This is based on the method presented in "Position Based Dynamics" by Muller, however it uses a different formulation for the angle joints (using atan instead of acos). After several failed attempts at doing it by hand, I cheated and used LiveMath to determine the formula for the Jacobian ;)

I'm using only 4 iterations; things are much nicer/stiffer with more, but as it is I'm pushing the flashplayer.

raigan
Jan Bender
Posts: 111
Joined: Fri Sep 08, 2006 1:26 pm
Location: Germany

Post by Jan Bender »

Do you use the same equations for the preview of the vertices as Mueller? Because this is physical incorrect since he first computes the new velocities using the external forces and then the positions with the new velocities (instead of using the old velocities and the forces). If a body falls down for one second (due to gravity g) this leads to a position error of 0.5*g which is quite big (in my opinion).

Or how do you implemented the preview?

Jan
raigan2
Posts: 197
Joined: Sat Aug 19, 2006 11:52 pm

Post by raigan2 »

Integration is something I could stand to learn a bit more about; I'm just using good old semi-implicit Euler/"Newton-Stormer-Verlet"/whatever it's called, which I've always used, simply because it's always worked for me and I've never bothered to look for anything better:

vel += accel
pos += vel

I actually thought that using the new velocity to update position was a benefit, as it reduced the error due to "extrapolating" blindly compared to regular Euler. AFAIK many integrations schemes use future velocity to update current position -- if I understand correctly, that's the basis of predictor-corrector integrators.

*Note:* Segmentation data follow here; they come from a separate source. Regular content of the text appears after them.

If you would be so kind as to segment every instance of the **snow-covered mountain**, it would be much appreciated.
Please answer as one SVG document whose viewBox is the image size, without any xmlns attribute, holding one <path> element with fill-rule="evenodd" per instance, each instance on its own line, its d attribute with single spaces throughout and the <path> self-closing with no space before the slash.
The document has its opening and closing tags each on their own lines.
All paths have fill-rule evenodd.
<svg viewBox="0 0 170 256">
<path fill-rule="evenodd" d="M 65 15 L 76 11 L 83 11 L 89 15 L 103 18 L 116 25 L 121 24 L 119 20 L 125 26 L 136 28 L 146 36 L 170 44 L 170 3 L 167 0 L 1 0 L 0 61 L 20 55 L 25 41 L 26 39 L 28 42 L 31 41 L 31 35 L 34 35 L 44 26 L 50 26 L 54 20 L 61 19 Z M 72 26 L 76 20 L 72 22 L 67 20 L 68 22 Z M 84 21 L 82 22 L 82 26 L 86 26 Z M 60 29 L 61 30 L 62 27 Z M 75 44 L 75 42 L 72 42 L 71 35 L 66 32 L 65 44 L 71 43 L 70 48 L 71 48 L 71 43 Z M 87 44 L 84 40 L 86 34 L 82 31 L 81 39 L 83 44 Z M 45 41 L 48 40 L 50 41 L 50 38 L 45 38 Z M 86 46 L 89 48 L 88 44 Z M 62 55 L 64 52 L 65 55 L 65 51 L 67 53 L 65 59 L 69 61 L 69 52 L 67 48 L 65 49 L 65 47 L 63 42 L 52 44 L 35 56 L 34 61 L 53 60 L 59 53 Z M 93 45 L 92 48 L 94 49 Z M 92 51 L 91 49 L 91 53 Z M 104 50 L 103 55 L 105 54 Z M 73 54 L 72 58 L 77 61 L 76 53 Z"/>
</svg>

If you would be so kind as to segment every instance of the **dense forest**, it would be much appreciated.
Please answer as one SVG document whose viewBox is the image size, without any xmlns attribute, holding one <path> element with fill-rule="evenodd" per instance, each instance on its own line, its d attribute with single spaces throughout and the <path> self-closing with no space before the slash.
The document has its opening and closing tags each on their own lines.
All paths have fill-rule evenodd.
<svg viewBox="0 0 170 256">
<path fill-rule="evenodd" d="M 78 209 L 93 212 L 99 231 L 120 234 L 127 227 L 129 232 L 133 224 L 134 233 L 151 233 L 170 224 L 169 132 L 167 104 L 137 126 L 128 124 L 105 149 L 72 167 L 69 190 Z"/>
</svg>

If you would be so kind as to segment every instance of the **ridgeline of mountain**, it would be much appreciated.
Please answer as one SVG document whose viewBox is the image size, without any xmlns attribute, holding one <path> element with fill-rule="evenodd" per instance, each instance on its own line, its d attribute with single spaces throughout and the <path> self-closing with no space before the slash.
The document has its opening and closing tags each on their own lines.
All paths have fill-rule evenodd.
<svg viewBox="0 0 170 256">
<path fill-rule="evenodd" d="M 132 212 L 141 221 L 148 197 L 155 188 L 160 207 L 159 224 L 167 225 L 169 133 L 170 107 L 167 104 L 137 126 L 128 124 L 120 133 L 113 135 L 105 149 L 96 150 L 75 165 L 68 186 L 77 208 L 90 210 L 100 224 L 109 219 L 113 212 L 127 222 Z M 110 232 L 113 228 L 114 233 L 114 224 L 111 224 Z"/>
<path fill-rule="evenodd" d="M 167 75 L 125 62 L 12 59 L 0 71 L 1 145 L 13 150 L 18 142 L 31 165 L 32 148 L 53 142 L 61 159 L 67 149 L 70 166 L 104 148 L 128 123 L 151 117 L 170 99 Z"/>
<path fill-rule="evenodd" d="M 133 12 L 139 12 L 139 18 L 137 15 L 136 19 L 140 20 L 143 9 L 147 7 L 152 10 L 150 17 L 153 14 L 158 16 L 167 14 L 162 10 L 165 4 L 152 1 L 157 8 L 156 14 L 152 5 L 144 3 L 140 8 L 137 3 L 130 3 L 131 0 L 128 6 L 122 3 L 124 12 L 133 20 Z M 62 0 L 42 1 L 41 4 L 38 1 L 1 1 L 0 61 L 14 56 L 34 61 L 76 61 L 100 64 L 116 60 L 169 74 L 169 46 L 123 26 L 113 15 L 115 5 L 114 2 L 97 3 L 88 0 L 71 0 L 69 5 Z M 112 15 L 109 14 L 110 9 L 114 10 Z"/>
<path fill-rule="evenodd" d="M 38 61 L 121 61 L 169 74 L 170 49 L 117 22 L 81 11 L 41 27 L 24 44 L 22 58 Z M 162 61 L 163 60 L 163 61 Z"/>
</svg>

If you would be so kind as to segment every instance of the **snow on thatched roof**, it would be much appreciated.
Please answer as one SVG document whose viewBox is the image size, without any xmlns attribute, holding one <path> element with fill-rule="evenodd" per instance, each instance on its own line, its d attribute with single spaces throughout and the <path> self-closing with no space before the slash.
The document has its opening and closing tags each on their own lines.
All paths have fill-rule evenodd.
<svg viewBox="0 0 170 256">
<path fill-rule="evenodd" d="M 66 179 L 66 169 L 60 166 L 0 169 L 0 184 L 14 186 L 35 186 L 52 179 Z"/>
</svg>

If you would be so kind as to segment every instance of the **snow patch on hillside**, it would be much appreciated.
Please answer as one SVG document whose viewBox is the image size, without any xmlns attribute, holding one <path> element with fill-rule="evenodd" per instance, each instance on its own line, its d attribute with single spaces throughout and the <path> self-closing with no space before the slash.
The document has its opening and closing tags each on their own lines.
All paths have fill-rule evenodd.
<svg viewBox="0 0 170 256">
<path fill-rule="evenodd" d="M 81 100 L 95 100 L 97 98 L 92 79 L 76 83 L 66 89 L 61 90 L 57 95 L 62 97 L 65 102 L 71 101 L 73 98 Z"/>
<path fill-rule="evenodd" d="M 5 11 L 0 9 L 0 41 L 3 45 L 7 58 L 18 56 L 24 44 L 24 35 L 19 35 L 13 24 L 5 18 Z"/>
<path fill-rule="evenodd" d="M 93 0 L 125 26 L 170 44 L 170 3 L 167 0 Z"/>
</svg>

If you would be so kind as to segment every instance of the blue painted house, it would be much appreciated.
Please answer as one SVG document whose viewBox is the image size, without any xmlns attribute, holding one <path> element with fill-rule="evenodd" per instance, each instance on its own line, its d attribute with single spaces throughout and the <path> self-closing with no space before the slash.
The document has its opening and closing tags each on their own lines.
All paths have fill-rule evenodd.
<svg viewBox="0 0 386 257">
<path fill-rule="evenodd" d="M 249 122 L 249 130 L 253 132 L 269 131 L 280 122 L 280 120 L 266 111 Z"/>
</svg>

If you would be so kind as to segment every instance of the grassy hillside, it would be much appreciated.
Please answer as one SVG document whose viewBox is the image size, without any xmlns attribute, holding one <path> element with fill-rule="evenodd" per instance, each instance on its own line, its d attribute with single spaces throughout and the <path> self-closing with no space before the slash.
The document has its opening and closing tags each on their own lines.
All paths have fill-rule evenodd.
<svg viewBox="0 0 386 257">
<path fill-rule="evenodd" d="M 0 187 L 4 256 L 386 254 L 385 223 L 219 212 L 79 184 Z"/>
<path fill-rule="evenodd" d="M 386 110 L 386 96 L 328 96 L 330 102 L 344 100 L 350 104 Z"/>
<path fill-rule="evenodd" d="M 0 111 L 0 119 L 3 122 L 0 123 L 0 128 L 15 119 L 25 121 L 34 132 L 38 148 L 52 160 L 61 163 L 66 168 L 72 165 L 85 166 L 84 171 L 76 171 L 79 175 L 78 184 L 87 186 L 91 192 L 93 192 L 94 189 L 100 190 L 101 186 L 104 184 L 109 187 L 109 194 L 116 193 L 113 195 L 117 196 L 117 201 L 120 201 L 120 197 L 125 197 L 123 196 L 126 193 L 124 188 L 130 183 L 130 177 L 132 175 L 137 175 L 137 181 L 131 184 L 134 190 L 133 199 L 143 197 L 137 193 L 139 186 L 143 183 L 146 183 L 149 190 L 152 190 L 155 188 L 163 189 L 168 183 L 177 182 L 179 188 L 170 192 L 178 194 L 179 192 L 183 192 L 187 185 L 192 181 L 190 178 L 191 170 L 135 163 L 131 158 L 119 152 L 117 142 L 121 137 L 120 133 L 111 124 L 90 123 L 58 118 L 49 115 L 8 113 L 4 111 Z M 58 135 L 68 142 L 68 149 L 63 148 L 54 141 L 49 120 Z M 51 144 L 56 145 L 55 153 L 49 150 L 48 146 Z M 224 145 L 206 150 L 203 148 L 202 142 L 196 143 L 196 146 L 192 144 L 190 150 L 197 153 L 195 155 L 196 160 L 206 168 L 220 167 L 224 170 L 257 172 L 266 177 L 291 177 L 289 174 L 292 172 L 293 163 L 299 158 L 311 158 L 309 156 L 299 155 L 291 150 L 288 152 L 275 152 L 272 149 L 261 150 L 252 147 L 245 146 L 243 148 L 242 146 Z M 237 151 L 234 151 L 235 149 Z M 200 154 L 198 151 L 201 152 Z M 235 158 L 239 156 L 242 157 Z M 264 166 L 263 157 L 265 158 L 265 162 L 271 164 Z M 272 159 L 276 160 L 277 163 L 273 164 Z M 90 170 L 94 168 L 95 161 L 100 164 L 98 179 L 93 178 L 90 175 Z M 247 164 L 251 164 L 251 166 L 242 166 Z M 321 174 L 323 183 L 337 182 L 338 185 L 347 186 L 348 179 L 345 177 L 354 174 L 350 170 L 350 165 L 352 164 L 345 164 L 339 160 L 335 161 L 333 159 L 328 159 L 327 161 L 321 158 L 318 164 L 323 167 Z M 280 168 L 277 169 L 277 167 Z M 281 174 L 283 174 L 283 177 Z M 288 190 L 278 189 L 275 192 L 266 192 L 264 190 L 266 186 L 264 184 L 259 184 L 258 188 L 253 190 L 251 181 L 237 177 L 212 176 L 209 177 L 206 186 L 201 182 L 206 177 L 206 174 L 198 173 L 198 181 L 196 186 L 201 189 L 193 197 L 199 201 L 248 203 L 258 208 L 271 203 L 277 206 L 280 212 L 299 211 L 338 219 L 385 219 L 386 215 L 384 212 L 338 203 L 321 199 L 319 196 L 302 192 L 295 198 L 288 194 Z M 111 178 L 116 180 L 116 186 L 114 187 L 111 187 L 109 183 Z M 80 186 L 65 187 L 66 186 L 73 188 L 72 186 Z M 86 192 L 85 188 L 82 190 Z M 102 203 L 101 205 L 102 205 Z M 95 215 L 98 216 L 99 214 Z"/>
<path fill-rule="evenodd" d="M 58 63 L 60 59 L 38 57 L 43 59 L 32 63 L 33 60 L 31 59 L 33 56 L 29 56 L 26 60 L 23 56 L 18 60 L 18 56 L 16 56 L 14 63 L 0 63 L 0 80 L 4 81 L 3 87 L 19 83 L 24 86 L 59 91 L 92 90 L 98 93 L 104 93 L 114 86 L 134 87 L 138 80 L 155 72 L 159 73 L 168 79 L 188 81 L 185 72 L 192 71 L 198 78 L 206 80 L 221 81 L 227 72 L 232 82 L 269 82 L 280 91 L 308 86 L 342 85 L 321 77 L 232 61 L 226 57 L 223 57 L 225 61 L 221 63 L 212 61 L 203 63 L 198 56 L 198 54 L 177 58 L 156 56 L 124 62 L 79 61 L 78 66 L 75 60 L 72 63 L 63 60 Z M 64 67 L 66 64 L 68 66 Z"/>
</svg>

I'm not sure if it's accurate, but I think it looks convincing: bodies in freefall accelerate downwards, bursts of particles have arc-like trajectories. Also, the only use I've ever had for "forces" is gravity, which should be the same regardless of whether you're evaluating it at the old or new position. In the demo I posted, g = 0.1, so 0.5*g is only 0.05 pixels; an error of 1 pixel per 20 frames isn't that bad, is it?

I'm certainly quite ignorant about the mathematical vagaries of numerical integration though.
Dirk Gregorius
Posts: 861
Joined: Sun Jul 03, 2005 4:06 pm
Location: Kirkland, WA

Post by Dirk Gregorius »

If a body falls down for one second (due to gravity g) this leads to a position error of 0.5*g which is quite big (in my opinion).
Given a gravity of -10 and one timestep of 1s the error would be indeed 5m, but this is an unrealistic assumption. The position difference scales with the size of the timestep. So for a more realistic assumption of a timestep of 1/60 the absolute position difference is 83 mm after 1s. Also noting that all particles are subject to quite alot constraints this is really negligible. The only thing you want to make sure is that the solver sees the gravity directly and not with one frame delay like for the normal Euler. Yours and Muller's solver do this.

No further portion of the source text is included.